PRIMA gives an unstable result?

I am working with Modified Nodal Admittance representation of circuits. I am doing Model Order Reduction using PRIMA on MATLAB. I am considering these circuits as Descriptor State-Space systems.

I have been working with this for quite a while. It is a guaranteed passivity preserving algorithm.

However, for some circuit systems, the implementation I have misbehaves. Although I pass in a stable model, it returns an unstable model(!). So I tested the input and output in multiple ways.

Things I have checked :

1. The projection matrix Q : Orthogonal, with the error ~e-15.
2. Checked the poles using MATLAB's pole() : It showed me exactly one unstable pole pair whose Re is ~e+11, so I don't see it crossing over the imaginary axis in any way.
3. Checked the poles using eig(-G\C) — the poles are actually the inverse of these values, i.e. of those which are non-zero : shows a SINGLE pole (not pair) at ~e-19.
4. hsvd() : shows a couple of unstable modes
5. isstable() : states that its not stable
6. A custom checking function (from my senior student guide) : 1 unstable pole.

The poles of the original system are also ~e+11. The original is absolutely stable (and passive I think (transmission line), but that's just my speculation.)

Now I am really confused. What is the difference between pole() and eig(-G\C)? And that one pole according to the latter seems quite clearly the real problem.

E(or C) is symmetric positive definite, and A(or G) satisfies G+G^T to ~e-15. However, B != C^T, the algorithm I'm working on is specifically targeted towards inputs != outputs scenario. I have repeatedly enquired and searched, but haven't seen anything about this condition being necessary – the authors just assumed simply this condition for simplicity, as far as I know.

I hope someone can give me further suggestions on what to check for.

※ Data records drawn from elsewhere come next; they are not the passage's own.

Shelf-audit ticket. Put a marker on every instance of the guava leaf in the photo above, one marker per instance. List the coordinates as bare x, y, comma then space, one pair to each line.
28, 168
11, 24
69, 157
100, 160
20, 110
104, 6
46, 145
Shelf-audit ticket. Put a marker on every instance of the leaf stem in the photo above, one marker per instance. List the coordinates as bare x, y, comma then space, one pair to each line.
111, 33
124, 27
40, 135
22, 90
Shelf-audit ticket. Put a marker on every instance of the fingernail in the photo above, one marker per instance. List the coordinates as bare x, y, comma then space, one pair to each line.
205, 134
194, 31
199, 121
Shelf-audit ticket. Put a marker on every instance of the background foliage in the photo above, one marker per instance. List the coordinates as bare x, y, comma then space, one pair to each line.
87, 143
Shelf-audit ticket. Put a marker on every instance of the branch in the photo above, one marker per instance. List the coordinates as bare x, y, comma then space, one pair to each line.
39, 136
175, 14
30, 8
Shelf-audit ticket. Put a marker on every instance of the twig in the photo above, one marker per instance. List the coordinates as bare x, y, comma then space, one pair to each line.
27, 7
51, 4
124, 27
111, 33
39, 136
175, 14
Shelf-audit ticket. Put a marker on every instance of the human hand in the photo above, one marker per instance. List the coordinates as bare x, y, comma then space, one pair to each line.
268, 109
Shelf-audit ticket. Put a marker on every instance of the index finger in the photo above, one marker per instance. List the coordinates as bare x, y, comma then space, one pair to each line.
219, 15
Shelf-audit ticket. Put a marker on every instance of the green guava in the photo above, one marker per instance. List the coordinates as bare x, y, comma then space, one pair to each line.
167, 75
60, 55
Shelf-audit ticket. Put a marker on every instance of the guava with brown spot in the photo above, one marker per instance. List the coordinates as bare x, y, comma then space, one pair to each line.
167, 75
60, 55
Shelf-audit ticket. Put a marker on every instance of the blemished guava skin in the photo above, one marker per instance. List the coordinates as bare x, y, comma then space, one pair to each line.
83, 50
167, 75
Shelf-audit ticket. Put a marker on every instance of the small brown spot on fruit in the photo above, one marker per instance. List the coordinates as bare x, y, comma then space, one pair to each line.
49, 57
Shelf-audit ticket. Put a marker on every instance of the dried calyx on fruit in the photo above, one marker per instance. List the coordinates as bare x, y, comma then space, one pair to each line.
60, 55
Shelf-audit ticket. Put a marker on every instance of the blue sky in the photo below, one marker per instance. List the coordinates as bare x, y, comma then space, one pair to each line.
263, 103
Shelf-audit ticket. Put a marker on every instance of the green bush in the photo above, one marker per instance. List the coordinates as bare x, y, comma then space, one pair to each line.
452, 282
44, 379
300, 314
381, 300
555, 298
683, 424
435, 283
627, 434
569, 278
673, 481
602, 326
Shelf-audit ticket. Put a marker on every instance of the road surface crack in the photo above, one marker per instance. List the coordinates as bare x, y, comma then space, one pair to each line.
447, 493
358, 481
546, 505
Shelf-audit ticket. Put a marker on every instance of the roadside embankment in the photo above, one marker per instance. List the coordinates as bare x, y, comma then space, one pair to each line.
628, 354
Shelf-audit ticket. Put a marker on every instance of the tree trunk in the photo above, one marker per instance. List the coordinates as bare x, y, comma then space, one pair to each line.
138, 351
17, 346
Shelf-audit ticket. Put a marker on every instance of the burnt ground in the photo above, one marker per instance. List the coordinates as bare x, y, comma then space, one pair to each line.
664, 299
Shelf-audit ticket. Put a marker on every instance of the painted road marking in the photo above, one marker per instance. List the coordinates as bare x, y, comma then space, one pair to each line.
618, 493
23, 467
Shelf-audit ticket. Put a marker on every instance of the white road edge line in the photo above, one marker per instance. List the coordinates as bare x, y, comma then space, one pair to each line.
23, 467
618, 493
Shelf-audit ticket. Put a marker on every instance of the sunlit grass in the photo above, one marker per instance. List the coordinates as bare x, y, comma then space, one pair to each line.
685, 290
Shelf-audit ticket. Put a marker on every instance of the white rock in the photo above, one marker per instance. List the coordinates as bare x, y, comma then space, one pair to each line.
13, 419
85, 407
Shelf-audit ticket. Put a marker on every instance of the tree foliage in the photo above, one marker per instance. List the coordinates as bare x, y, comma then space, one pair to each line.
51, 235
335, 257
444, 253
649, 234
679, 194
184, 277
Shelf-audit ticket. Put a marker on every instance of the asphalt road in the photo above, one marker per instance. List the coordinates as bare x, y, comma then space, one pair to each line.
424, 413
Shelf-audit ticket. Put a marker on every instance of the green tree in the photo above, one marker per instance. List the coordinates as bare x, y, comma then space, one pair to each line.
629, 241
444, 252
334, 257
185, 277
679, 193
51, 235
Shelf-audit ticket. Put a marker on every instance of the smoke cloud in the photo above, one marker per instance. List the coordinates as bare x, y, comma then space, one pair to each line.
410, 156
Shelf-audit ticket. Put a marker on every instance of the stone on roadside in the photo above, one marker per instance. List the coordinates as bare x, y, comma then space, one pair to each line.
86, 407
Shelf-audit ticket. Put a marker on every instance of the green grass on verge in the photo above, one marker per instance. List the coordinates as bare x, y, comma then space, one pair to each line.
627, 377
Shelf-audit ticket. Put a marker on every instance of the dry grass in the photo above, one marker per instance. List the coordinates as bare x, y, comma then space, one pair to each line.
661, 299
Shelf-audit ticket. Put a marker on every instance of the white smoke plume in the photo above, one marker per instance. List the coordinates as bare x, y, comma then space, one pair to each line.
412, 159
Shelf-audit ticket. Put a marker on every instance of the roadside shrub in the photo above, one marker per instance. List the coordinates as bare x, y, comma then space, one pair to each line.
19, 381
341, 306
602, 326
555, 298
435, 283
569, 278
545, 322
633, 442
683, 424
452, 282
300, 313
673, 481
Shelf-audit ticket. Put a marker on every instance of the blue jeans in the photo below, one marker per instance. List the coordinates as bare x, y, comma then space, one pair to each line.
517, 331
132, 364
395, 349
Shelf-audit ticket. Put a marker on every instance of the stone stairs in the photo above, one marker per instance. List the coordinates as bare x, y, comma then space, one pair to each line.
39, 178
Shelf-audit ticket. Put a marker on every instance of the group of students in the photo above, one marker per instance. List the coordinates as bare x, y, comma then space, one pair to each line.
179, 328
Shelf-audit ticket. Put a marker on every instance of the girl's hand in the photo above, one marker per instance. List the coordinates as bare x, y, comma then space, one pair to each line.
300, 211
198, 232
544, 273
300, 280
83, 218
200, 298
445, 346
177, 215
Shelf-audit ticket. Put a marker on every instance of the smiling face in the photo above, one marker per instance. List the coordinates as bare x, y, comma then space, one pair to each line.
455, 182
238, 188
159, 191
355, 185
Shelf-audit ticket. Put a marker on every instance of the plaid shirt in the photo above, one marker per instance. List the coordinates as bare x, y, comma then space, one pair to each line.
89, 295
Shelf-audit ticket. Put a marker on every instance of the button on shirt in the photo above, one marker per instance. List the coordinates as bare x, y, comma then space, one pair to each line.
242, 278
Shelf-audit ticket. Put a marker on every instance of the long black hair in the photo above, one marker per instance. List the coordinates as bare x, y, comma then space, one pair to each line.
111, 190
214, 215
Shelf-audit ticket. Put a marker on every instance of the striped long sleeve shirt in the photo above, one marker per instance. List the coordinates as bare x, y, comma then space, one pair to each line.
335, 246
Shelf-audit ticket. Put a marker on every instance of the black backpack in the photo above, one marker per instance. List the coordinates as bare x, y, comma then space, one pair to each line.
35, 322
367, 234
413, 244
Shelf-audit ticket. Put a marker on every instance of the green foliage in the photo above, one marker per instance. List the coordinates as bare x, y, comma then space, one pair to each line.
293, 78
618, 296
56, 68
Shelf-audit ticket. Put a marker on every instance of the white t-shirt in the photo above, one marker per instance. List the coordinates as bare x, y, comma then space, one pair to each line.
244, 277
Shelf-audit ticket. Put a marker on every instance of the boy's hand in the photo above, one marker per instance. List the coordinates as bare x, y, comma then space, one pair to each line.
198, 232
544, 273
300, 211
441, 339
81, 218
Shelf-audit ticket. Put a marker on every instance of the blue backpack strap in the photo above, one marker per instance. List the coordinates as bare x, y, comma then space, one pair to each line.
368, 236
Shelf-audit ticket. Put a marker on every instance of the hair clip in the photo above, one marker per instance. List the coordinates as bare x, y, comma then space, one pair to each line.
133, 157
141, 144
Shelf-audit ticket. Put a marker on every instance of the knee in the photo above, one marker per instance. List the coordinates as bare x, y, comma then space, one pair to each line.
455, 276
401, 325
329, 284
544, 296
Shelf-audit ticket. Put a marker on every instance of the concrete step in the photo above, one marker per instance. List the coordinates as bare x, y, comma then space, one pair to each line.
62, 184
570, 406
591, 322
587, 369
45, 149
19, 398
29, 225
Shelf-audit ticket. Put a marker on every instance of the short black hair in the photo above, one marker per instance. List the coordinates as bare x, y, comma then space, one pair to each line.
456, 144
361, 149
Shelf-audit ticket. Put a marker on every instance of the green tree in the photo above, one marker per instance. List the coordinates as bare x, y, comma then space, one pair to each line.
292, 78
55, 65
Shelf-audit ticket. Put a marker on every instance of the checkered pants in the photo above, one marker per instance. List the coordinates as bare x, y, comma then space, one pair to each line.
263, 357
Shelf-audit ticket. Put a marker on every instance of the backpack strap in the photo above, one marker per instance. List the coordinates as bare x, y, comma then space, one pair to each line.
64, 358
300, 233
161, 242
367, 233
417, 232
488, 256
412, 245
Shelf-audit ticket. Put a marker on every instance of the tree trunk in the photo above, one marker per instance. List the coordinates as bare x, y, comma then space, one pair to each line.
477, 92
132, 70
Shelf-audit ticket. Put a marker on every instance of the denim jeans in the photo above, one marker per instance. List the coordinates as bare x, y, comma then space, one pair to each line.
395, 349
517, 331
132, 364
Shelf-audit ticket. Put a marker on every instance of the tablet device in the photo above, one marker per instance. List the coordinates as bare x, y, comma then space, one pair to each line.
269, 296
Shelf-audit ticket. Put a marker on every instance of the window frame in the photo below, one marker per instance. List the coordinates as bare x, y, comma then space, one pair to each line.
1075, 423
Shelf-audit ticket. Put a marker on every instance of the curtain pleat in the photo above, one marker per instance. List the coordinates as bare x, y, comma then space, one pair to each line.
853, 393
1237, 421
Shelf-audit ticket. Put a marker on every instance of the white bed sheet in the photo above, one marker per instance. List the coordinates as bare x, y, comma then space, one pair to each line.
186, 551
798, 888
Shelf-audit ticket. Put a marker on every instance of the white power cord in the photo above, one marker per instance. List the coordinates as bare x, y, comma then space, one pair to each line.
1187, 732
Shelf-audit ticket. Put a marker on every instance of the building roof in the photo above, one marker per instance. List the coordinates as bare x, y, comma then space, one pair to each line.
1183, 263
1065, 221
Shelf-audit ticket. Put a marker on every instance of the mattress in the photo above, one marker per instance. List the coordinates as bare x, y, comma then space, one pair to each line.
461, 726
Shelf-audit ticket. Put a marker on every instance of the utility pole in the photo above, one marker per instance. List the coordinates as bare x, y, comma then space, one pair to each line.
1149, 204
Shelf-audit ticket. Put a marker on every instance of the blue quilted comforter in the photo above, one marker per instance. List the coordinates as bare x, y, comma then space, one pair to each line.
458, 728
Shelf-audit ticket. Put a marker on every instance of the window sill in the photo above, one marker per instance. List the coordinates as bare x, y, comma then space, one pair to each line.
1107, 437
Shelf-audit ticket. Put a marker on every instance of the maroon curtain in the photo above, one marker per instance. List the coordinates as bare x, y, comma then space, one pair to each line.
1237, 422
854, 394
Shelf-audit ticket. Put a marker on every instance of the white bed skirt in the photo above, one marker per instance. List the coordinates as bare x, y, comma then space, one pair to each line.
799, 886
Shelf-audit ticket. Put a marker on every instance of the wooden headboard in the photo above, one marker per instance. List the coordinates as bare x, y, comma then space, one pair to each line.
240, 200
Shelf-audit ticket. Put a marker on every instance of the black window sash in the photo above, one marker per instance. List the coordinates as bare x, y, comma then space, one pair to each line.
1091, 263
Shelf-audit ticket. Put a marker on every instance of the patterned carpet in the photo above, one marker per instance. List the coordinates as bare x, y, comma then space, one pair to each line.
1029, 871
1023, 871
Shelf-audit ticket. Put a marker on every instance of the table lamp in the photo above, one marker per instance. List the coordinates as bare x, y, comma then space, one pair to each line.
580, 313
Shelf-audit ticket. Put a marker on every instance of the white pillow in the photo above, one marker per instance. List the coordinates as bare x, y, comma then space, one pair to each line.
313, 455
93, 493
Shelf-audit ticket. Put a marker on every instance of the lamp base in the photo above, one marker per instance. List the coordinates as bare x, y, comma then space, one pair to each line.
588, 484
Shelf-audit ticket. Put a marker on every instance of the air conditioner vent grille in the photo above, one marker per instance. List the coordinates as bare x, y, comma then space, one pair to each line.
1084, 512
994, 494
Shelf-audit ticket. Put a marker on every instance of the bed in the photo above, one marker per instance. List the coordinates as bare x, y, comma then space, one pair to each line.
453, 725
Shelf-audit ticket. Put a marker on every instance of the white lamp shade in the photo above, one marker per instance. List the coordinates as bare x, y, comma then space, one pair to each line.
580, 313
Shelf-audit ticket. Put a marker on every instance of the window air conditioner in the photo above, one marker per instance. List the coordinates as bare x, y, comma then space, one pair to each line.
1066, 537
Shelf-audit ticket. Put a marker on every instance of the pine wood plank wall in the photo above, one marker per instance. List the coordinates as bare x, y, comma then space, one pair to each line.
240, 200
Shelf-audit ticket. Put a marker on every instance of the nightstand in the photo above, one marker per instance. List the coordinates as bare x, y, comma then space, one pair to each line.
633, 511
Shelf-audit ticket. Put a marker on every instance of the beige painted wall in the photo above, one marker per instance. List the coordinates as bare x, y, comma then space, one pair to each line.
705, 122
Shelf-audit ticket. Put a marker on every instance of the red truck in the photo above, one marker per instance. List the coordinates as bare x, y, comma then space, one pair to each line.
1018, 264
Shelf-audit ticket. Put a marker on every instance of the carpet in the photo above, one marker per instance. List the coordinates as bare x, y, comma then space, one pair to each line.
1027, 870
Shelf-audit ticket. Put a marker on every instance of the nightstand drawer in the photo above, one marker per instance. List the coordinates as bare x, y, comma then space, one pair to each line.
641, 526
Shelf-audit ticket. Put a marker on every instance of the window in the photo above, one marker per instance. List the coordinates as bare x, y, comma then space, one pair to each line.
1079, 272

Edit: I find that this is happening for only some values of reduced order model. For others, isstable() reports unstable and eig(-G\C) says all clear. For yet others, isstable() reports stable, but hsvd() still finds unstable modes.

I don't expect people to help me debug this exact issue (that would be asking too much), but I want some help with identifying known gotchas, and discovering unknown ones.

I am not able to comment on your answer. However, I ran into similar problem while simulating interconnects in VLSI circuits. That time it turned out I was applying prima incorrectly.

if system is

$E\dot{x}=Ax+Bu$

and Q is projection space, then reduced system is

$Q^{T}EQ\dot{z}=Q^{T}AQz+Q^{T}Bu$

as oppose to

$\dot{z}=Q^{T}E^{-1}AQz+Q^{T}E^{-1}Bu$

The situation is not clear enough. Do you mean the original model is stable? But then it has one unstable pole! If this is the pole of the reduced model, check the eigenvalue of the original model which has smallest real value. It is expected to be close to the imaginary axis. Perhaps the computational error shifts it to the other side of imaginary axis and makes the reduced model unstable. Theoretically, a passive system is a stable system. PRIMA preserves the passivity means it will keep the reduced model stable. It might happen that the original is not (numerically) passive (E=E^T>=0, A^T+A <=0, B^T=C).

• I checked and listed much additional info. Thanks. – Milind R Feb 16 '13 at 0:40

After significant muddling through, I figured one important issue.

hsvd() essentially results in the formation of a balanced system. The process of balancing involves taking the chol() of the gramians. chol() requires the input matrix to be positive-definite. Grammians are positive-definite only when the system is controllable(or observable, if you're considering the observability grammian). Being completely controllable and observable means the system is minimal.

My system was most assuredly NOT minimal. So hsvd() was reporting my unobservable/uncontrollable modes as unstable.

I would like others to clarify if this is really a bug. Also refer to my other question, which is not a full follow-up of this question (i.e. I still want an answer to this).